According to analyst Spencer Wang, YouTube sells adverts on only around 3% of its web pages. He suggests that this is indicative of difficulty monetizing the Google-owned business and as a result cut his profit estimate for Google’s shares by about 3%. His prediction is that at the end of this year YouTube will make a loss of $470 million dollars. That’s a heck of a big red number, and involves some of the same sort of thinking about Twitter–whose ability to monetize a huge user base is definitely under the spotlight.
Wang suggests the problem at YouTube is actually three-fold: Falling ad revenues due to recessional spending cut-backs, having a non-standard advertising format and not making good demonstrations of how YouTube ads can push products. The first is difficult to avoid, but the others are more manageable issues, which could be “fixed” relatively swiftly.

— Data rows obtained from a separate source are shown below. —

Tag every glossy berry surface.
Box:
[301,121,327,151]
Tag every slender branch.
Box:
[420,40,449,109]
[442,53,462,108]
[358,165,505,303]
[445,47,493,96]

Of course another way to drive up revenue and profits is to attract more users to the site. Which is maybe why a rumor has just arisen that YouTube is courting Sony for access to its library of films. So far the site’s shown only a limited number of MGM movies and TV shows, and has recently concluded a deal with Disney to show some content from ABC, ESPN and Disney itself. The rumor, which arose on Cnet, is unsourced, but talks about a few specifics such as a license deal from Sony and ad-supported movie streams. A full movie deal with Sony would be a big win, potentially attracting many millions more site users, and thus enabling an enhanced income from advertising both from inside movies and from ad placements on user-sourced content.
One thing is clear, if Wang is right: having a hugely-popular website with 100 million visitors per month isn’t an excuse to get slack about attracting revenue, or a guaranteed license to print money in the current financial climate.